Sharing your family health history with your doctor can help you get personalized medical care.

At year-end gatherings, relatives should think about passing along more than just the turkey and fixings at the dinner table. They can share information that can improve and even save lives.
The get-togethers offer an opportunity to gather family health history that can help doctors personalize medical care. For instance, you can ask a relative whether there is a history of diabetes or heart disease in the family. You also can find out if there is a relative to whom you can circle back at a later time for more information.
"It's a perfect time that we not only visit with our families, but also learn about our family health history," Surgeon General Regina Benjamin says.
The surgeon general's office offers My Family Health Portrait, a free, Web-based tool for organizing family health history. After inputting information, you can create and print a diagram and table to present to a health care provider. It is compatible with electronic health records.

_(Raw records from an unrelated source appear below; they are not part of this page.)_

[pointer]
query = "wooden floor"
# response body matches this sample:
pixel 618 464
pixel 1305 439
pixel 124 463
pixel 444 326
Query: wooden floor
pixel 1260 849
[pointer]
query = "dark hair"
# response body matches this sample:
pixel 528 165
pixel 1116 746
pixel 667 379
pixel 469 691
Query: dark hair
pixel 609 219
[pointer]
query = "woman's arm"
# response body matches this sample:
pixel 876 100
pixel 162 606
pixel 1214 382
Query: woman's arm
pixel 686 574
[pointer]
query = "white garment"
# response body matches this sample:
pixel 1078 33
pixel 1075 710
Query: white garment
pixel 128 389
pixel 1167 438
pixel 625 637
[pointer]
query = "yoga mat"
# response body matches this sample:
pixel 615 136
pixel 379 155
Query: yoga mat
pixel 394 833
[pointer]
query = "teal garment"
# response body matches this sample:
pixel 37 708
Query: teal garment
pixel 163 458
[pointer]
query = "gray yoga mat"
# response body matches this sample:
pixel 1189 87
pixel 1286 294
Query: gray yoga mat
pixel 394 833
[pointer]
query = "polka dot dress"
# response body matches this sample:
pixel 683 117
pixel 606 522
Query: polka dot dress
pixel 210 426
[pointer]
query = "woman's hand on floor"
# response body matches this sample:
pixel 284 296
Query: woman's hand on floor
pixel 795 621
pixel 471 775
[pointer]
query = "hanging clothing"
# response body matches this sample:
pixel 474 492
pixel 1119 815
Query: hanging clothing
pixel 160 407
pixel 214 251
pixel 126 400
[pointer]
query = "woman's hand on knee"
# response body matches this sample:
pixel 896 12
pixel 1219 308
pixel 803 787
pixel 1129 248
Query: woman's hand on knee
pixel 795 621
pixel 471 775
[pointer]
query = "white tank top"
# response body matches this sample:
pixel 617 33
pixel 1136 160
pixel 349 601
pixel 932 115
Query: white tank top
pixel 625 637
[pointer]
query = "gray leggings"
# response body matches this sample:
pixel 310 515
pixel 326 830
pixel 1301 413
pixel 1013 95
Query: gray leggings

"It can help your physician develop a personalized disease-prevention plan centered around you and your family health history," Benjamin says.
The information is not saved on a government computer or website. But you can save the data to a local storage area, such as your computer or thumb drive. You can continuously update it.
You also can make copies for family members. They can use the information to create their own graphical representations of the data.
Daniel Friedman, an electrophysiology cardiologist at Bradenton Cardiology Center in Florida, agrees that it is important to gather family health history.
Heart disease risk is determined by genetic, lifestyle and other factors, Friedman says. Sharing your family health history will give your physician a better understanding of any increased risk and ways to reduce it, he says.
To get your family's heart-health history, Friedman suggests finding out the type of heart disease, the age of onset and the treatment, such as surgery. He also suggests finding out about additional disorders or diseases that can make the initially diagnosed illness more severe or more likely to occur. Those are factors doctors call comorbidities, such as diabetes, high cholesterol and hypertension, which tend to run in families.
Ways to get relatives to talk about medical history depend on the relationship and communication.
Friedman says that if it were his family, he would ask, "Do you have any regrets or anything you would change about your health over the last few years?"
Getting family members to talk about their health can help you as well as others.
The surgeon general says, "Learning about your family health history can be a gift to the next generation."